Hadoop基于文件的数据结构及实例

199次阅读

共计 5486 个字符，预计需要花费 14 分钟才能阅读完成。

基于文件的数据结构
两种文件格式：
1、SequenceFile
2、MapFile

SequenceFile
1、SequenceFile 文件是 Hadoop 用来存储二进制形式的 <key,value> 对而设计的一种平面文件 (Flat File)。

2、可以把 SequenceFile 当做一个容器，把所有文件打包到 SequenceFile 类中可以高效的对小文件进行存储和处理。

3、SequenceFile 文件并不按照其存储的 key 进行排序存储，SequenceFile 的内部类 Writer** 提供了 append 功能 **。

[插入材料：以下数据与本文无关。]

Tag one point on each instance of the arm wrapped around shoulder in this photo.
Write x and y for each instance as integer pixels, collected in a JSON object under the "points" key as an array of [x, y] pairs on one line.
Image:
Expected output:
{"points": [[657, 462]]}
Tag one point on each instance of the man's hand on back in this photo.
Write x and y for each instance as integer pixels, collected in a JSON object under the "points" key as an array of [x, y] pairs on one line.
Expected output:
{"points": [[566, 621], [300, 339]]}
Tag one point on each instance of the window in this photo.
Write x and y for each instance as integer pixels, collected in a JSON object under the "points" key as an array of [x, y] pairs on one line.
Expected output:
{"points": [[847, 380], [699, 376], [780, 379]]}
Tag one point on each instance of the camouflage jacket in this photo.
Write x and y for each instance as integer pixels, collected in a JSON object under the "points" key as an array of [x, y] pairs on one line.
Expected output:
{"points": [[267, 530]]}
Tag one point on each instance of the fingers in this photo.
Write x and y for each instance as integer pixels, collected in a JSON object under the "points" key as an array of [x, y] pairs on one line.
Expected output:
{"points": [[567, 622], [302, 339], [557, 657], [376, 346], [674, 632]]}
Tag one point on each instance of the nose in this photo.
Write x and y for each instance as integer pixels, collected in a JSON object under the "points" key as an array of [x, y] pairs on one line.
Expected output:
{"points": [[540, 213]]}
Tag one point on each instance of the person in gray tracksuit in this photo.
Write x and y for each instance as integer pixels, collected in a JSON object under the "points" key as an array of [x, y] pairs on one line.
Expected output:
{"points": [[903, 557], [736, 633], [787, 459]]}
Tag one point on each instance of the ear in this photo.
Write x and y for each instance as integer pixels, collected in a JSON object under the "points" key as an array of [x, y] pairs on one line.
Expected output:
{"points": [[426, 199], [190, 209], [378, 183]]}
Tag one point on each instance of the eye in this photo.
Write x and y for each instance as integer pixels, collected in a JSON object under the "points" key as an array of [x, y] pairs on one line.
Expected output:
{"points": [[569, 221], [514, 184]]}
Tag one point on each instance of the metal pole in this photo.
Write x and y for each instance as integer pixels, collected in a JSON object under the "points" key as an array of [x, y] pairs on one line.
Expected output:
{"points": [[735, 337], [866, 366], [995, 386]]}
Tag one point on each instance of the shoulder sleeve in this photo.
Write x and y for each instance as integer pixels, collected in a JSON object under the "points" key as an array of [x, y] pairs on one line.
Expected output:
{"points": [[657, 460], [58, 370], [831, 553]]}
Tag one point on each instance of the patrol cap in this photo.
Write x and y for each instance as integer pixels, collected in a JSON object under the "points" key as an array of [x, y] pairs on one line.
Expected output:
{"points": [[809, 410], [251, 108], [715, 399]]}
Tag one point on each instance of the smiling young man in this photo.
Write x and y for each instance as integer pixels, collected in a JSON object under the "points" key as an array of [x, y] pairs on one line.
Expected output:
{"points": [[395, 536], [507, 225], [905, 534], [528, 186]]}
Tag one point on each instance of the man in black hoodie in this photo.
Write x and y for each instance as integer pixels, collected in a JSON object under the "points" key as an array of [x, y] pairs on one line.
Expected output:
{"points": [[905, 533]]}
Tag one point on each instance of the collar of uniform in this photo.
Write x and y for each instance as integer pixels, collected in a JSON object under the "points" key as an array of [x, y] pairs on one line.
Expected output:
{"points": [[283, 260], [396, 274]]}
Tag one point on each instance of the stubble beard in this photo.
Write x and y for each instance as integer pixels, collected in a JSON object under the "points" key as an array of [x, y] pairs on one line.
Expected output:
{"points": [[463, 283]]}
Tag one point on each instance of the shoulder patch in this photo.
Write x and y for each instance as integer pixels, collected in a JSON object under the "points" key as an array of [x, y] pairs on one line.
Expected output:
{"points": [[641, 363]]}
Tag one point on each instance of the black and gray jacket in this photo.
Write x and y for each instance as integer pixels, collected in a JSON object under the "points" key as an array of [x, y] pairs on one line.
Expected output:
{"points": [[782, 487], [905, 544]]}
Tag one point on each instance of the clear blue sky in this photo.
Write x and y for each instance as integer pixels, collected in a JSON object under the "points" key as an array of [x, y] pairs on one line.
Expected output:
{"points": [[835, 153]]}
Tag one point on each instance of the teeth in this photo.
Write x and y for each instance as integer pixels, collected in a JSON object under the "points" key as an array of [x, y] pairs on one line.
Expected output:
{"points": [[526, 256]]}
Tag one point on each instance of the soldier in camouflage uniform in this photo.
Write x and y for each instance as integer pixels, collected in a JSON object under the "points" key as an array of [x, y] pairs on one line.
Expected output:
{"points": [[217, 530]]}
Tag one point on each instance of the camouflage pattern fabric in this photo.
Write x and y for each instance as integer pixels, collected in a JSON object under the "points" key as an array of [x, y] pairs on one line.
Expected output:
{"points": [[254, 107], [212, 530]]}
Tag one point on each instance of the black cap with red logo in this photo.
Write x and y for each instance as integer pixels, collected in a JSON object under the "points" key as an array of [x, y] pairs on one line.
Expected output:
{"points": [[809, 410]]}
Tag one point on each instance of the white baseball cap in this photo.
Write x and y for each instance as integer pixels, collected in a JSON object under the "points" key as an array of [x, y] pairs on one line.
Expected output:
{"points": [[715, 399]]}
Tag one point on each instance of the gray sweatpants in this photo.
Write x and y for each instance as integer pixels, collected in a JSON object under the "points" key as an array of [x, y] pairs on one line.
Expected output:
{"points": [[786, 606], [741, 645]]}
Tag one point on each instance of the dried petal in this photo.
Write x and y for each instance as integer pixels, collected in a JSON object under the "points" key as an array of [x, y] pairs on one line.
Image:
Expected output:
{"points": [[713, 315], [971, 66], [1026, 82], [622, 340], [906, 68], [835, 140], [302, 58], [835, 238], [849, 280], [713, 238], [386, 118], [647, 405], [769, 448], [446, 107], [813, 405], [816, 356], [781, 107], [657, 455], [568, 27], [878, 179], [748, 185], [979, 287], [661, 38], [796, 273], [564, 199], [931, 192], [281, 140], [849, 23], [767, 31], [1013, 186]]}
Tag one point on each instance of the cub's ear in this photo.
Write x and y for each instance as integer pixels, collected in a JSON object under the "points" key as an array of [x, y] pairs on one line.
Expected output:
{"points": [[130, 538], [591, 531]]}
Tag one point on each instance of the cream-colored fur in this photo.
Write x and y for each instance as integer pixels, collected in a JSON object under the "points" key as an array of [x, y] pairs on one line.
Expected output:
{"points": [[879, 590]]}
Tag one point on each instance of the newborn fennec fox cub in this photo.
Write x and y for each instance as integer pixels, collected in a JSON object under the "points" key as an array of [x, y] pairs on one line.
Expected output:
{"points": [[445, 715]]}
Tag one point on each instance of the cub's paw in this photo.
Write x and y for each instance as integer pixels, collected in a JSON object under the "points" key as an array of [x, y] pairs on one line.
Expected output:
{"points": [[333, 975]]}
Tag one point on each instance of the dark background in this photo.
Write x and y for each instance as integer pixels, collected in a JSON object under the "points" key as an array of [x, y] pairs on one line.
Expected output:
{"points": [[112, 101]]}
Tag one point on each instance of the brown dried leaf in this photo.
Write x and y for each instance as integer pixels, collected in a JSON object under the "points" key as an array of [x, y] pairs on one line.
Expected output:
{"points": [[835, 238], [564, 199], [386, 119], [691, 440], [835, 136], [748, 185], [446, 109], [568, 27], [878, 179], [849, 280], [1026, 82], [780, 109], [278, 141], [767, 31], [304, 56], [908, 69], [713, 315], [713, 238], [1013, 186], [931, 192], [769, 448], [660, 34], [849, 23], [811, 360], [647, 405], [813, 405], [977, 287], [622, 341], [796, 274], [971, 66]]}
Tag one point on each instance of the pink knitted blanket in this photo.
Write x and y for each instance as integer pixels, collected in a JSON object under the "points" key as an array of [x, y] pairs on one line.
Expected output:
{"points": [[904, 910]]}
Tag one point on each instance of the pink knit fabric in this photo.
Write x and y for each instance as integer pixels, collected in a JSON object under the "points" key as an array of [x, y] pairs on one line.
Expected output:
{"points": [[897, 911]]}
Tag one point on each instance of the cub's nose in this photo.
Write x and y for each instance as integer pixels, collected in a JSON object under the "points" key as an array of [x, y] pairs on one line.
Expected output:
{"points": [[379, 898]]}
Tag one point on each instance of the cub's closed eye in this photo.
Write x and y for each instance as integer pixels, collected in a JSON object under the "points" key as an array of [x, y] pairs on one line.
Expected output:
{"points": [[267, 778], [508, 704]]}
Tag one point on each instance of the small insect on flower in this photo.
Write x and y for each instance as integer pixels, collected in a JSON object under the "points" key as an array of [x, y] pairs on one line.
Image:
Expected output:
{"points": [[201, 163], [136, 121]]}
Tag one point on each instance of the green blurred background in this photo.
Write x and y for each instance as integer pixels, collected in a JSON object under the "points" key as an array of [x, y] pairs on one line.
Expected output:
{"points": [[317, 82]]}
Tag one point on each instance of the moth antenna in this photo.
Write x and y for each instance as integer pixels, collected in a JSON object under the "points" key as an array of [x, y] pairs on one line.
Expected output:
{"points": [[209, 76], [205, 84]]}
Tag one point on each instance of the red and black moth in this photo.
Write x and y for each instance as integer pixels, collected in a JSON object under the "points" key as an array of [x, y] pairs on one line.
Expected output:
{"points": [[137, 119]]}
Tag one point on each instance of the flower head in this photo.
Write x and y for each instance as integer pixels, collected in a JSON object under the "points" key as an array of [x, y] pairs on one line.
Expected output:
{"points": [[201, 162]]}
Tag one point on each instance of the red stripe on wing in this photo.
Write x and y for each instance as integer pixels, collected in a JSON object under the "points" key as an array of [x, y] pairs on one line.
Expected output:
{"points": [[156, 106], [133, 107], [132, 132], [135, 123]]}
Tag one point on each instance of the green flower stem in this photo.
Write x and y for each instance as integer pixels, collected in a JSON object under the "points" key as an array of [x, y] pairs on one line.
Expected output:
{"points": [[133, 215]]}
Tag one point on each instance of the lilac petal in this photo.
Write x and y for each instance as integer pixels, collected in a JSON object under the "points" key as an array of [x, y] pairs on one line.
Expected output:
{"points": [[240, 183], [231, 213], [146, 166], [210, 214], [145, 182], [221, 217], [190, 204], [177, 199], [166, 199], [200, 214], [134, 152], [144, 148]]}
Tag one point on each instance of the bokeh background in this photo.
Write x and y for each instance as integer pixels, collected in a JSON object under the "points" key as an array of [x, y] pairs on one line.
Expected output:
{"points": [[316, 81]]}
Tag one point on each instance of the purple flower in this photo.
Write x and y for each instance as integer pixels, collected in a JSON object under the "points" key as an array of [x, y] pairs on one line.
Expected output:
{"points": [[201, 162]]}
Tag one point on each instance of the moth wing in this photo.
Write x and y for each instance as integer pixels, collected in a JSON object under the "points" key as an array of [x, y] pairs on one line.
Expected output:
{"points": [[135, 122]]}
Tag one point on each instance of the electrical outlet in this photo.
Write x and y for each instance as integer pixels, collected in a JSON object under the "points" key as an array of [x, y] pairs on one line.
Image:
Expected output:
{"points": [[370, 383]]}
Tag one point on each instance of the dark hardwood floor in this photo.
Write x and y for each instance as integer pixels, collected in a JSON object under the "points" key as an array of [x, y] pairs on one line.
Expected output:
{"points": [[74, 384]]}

4、SequenceFile 中的 key 和 value 可以是任意类型 Writable 或者是自定义 Writable 类型。

SequenceFile 压缩
1、SequenceFile 的内部格式取决于是否启用压缩，如果是，要么是记录压缩，要么是块压缩。
2、三种类型：
A．无压缩类型：如果没有启用压缩（默认设置），那么每个记录就由它的记录长度（字节数）、键的长度，键和值组成。长度字段为四字节。

B．记录压缩类型：记录压缩格式与无压缩格式基本相同，不同的是值字节是用定义在头部的编码器来压缩。注意，键是不压缩的。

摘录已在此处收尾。